A compter de l’échéance de mars 2024, les mensualités ne sont plus réglées. Malgré des mises en demeure préalables, les débiteurs n’ont pas régularisé la situation. Par courrier recommandé du 20 juillet 2024, le prêteur leur a notifié la déchéance du terme du prêt et sollicité le paiement de la totalité des sommes restant dues.
Suivant requête adressée au tribunal par le créancier, une ordonnance d’injonction de payer du 11 octobre 2024 condamne solidairement les débiteurs au paiement de la somme de 5.929,39 € en principal avec intérêts au taux légal à compter de la signification de l’ordonnance, laquelle est signifiée le 27 novembre 2024. Monsieur et Madame [N] ont formé opposition à cette ordonnance par courrier du 5 décembre 2024 en faisant valoir la procédure de surendettement en cours.
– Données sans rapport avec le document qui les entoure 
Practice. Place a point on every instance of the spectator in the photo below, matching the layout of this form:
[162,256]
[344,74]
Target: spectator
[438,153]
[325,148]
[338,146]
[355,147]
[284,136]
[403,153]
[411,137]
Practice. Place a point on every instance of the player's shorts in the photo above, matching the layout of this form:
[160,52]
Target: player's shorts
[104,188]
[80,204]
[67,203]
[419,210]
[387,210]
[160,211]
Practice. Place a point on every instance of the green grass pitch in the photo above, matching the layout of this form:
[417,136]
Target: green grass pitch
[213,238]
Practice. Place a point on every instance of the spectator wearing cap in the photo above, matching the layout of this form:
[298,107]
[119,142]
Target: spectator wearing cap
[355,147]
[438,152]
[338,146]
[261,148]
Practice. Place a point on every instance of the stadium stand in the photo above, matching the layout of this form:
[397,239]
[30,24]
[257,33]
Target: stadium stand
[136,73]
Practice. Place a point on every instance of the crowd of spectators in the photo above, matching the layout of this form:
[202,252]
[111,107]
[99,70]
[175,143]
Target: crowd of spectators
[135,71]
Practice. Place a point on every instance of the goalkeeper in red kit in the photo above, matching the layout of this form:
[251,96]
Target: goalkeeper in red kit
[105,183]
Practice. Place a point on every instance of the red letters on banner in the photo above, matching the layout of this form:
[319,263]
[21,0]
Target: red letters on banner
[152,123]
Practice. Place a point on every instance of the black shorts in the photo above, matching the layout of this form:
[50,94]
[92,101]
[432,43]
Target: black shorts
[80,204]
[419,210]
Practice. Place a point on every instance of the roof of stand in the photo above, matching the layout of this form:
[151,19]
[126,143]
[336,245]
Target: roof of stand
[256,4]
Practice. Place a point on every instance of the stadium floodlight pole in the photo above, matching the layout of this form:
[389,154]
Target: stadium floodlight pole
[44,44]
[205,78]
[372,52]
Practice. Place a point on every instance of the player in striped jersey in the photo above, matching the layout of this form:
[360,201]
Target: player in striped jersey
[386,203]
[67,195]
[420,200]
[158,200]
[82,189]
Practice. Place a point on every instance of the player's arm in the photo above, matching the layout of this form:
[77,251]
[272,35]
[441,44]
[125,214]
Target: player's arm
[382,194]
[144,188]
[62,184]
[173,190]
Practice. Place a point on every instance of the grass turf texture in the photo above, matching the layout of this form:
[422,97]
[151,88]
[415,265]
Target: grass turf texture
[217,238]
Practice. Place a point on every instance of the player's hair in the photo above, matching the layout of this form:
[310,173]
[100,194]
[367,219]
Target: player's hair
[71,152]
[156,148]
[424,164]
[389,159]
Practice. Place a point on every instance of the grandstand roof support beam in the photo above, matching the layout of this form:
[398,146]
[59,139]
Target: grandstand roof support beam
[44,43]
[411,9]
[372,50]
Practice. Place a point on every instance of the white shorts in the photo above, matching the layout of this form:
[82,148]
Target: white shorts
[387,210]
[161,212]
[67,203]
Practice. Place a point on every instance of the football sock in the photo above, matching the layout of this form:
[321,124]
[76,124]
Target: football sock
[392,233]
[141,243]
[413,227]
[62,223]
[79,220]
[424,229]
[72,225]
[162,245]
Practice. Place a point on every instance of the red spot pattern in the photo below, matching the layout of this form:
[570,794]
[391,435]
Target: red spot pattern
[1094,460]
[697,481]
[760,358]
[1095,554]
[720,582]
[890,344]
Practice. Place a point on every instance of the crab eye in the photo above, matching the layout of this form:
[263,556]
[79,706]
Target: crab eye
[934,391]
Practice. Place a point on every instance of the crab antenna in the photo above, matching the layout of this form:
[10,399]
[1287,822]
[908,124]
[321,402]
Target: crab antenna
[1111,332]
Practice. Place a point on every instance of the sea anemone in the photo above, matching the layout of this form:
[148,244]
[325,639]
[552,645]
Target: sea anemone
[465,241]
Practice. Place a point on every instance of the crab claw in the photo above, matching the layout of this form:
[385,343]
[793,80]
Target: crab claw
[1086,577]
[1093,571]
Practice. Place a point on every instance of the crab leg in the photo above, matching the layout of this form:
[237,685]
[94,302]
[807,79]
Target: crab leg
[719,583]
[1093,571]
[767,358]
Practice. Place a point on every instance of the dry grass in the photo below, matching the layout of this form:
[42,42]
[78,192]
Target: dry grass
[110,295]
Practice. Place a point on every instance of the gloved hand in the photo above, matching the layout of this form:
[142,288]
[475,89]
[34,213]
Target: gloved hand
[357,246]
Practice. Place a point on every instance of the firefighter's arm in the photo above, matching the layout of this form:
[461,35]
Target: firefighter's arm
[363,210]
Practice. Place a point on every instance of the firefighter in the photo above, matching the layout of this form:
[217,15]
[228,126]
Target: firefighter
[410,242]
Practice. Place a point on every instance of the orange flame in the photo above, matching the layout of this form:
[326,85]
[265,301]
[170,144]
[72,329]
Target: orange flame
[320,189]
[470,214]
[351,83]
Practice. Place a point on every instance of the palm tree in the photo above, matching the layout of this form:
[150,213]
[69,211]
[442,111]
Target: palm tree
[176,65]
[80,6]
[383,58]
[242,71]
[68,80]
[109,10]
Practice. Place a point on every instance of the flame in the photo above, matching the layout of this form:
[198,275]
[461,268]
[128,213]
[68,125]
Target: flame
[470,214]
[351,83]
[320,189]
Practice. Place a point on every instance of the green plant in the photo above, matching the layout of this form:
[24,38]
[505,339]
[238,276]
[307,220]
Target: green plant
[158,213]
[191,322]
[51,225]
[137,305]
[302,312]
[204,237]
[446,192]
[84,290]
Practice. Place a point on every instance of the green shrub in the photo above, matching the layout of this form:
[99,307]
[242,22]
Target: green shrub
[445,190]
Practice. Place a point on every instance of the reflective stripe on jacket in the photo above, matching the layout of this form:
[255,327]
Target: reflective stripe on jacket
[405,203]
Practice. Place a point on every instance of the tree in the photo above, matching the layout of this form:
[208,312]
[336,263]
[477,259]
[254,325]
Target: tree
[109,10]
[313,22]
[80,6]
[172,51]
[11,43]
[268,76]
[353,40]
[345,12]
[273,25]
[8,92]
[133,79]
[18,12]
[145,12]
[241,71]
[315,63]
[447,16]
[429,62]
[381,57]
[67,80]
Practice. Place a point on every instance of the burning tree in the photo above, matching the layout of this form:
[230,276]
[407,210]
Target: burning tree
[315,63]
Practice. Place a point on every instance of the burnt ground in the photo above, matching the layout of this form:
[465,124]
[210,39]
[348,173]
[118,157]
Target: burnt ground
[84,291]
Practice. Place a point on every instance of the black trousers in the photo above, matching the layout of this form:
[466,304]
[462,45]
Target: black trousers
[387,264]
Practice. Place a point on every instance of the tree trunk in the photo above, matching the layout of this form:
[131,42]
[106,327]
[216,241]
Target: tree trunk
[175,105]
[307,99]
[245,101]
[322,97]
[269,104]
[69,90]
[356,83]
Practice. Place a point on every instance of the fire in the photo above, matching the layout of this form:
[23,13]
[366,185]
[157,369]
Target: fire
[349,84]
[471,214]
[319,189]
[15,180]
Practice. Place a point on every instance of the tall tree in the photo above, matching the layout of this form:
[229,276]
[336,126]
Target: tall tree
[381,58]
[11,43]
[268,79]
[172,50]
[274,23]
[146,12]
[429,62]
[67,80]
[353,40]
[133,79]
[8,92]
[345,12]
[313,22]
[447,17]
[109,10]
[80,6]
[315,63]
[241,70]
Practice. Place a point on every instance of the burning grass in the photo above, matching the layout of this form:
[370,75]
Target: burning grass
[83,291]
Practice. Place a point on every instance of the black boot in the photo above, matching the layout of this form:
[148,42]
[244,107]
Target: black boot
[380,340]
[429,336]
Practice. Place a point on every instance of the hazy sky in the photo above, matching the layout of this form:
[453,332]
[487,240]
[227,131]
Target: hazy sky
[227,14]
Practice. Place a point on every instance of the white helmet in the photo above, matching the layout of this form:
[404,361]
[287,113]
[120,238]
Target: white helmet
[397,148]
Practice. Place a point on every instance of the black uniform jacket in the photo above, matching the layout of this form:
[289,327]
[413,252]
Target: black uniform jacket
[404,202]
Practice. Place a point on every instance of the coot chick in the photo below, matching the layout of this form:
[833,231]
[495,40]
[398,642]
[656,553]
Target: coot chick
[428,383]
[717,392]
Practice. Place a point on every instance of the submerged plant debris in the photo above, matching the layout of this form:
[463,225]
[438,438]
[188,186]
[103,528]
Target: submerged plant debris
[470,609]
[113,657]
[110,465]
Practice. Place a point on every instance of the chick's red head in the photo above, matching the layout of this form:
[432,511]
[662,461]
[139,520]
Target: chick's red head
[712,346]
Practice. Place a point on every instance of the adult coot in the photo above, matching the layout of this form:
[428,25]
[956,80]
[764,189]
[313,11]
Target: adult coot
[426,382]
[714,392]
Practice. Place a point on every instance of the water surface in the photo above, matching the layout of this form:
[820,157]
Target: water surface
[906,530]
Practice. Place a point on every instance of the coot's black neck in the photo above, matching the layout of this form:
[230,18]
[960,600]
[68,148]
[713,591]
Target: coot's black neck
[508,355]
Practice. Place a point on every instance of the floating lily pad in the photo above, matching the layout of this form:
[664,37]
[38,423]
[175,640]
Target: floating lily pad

Les parties ont été convoquées par lettre recommandée avec avis de réception revenu signé. A l’audience du 27 mars 2025, l’affaire fait l’objet d’un renvoi, Monsieur et Madame [N] étant avisés de la date de renvoi. L’affaire est retenue à l’audience du 26 juin 2025.
Monsieur [I] [N] et Madame [K] [N] née [E] n’ont pas comparu et ont adressé un courrier demandant l’annulation de la procédure, leur demande de surendettement ayant été déclarée recevable.
Le tribunal a précisé soulever d’office la déchéance du droit aux intérêts s’il n’est pas justifié de la consultation préalable du FICP et de son résultat, ainsi que la délivrance d’une fiche d’information précontractuelle et d’une fiche dite de solvabilité, avec les justificatifs correspondants, suivant les articles L 312-14, L312-16, L312-17 du code de la consommation.
A l’issue de l’audience, l’affaire est mise en délibéré au 18 septembre 2025.
MOTIFS DU JUGEMENT
Sur la recevabilité:
Suivant les dispositions de l’article R312-35 du code de la consommation, les actions en paiement engagées devant le tribunal à l’occasion de la défaillance de l’emprunteur doivent être formées dans les deux ans de l’événement qui leur a donné naissance à peine de forclusion.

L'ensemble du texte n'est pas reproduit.